Low levels of creativity in a closed-system where the employees spend lots of time watching their backsides and through the time consuming and costly re-organizations.
Where's the affordable housing?
$250 million a year and not enough to show.
We must change the regime...from the top down!
Posted by: Mickey | December 02, 2009 at 08:21 PM
PD sez...
"I do this because I enjoy it; I get exercise, save money on gas and parking….but I don’t ride it to satisfy Scam Adams and all the greenie bike-centric bureaucrats."
You're drawing up a false dichotomy here. There's no reason you couldn't be biking to help the envoronment, but not biking to satisfy Scam Adams et al.

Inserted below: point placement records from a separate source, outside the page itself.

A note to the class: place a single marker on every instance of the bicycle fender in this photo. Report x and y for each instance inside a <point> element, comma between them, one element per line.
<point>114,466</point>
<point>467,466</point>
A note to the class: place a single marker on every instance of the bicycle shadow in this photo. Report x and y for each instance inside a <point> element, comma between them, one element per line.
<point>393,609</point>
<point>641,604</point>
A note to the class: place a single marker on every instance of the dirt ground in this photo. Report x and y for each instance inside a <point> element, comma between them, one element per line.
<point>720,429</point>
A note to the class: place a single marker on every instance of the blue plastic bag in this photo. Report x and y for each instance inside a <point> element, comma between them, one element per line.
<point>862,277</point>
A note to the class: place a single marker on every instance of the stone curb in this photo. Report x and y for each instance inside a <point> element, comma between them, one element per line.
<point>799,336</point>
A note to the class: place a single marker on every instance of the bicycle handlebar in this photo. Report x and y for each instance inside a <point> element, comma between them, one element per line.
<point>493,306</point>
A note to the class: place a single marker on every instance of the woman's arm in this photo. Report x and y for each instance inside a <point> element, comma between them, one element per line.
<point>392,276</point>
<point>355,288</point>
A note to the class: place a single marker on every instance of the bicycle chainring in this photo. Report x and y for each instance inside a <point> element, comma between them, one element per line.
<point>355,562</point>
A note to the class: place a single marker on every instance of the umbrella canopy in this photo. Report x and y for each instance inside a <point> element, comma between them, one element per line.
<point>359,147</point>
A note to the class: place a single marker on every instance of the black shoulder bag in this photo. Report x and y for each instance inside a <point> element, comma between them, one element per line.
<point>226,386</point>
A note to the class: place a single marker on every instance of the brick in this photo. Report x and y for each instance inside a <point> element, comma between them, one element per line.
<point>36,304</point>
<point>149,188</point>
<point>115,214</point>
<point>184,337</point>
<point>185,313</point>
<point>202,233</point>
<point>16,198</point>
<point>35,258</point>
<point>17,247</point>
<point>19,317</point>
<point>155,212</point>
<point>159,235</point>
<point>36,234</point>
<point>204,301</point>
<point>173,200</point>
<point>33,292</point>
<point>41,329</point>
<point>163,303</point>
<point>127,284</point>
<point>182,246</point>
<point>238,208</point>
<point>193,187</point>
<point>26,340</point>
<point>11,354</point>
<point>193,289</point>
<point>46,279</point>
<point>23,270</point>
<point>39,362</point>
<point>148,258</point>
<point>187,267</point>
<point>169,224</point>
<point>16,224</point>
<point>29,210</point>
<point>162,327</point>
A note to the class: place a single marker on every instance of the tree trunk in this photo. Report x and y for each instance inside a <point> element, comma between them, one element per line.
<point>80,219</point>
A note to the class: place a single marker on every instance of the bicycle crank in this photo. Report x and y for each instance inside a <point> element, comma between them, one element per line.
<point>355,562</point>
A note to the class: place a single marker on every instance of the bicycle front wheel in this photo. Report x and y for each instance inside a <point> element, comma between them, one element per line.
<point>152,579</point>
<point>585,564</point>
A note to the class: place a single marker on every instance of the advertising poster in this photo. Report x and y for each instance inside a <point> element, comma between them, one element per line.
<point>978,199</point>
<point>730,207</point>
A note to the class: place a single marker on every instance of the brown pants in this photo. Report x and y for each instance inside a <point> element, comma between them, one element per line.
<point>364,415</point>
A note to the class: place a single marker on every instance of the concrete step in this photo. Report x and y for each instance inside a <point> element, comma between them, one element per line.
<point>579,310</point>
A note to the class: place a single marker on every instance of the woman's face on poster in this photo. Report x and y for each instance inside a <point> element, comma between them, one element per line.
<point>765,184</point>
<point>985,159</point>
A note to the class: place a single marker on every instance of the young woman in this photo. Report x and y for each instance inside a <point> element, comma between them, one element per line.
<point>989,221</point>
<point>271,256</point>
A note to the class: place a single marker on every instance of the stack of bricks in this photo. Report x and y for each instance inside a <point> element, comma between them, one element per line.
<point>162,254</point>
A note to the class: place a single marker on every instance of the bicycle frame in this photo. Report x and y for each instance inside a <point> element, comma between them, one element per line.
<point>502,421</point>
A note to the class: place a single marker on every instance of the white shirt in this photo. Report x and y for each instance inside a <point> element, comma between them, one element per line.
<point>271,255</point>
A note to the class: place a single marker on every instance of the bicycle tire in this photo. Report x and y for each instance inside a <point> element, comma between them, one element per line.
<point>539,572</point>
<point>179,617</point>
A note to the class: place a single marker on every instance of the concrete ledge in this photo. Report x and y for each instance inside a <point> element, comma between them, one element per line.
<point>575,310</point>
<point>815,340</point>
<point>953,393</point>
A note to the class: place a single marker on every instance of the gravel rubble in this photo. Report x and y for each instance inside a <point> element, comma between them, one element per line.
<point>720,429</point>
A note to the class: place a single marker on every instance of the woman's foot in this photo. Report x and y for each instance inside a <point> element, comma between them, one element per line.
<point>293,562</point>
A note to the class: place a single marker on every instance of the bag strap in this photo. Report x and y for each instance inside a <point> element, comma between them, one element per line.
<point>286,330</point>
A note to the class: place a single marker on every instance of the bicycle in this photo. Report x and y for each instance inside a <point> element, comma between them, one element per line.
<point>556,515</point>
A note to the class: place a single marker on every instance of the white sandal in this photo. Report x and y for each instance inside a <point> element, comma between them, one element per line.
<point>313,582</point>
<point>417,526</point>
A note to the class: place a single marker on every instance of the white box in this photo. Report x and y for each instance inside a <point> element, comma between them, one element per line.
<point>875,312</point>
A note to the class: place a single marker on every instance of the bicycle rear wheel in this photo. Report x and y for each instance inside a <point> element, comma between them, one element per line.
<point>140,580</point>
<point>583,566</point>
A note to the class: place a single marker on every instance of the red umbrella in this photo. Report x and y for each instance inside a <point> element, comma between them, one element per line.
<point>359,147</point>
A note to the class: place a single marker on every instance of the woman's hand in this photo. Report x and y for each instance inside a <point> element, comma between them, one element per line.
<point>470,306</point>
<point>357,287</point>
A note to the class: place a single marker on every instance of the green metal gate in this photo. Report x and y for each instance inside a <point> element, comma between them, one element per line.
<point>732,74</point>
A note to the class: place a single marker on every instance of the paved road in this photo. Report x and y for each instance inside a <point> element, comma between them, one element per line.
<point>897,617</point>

I'm generally unimpressed with some of them greenie beurocrats as well, but that doesn't mean that I can't be motivated at least partially by a concern for the whole globe.
That's like hating on a band because you don't like their fans. It's a very Holden Caulfield position to take, in my humble opinion... not all that useful in the real world.
Posted by: AaronF | December 04, 2009 at 10:49 AM
I started riding faithfully in the mid-80's for enjoyment and exercise. Like it or not Aaron, my enthusiasm for cycling has nothing to do with the environment. I know that must be hard for some green-washed Portlanders to swallow.
And if you think Scam Adams is really a fan of the environment, guess again. He only loves himself.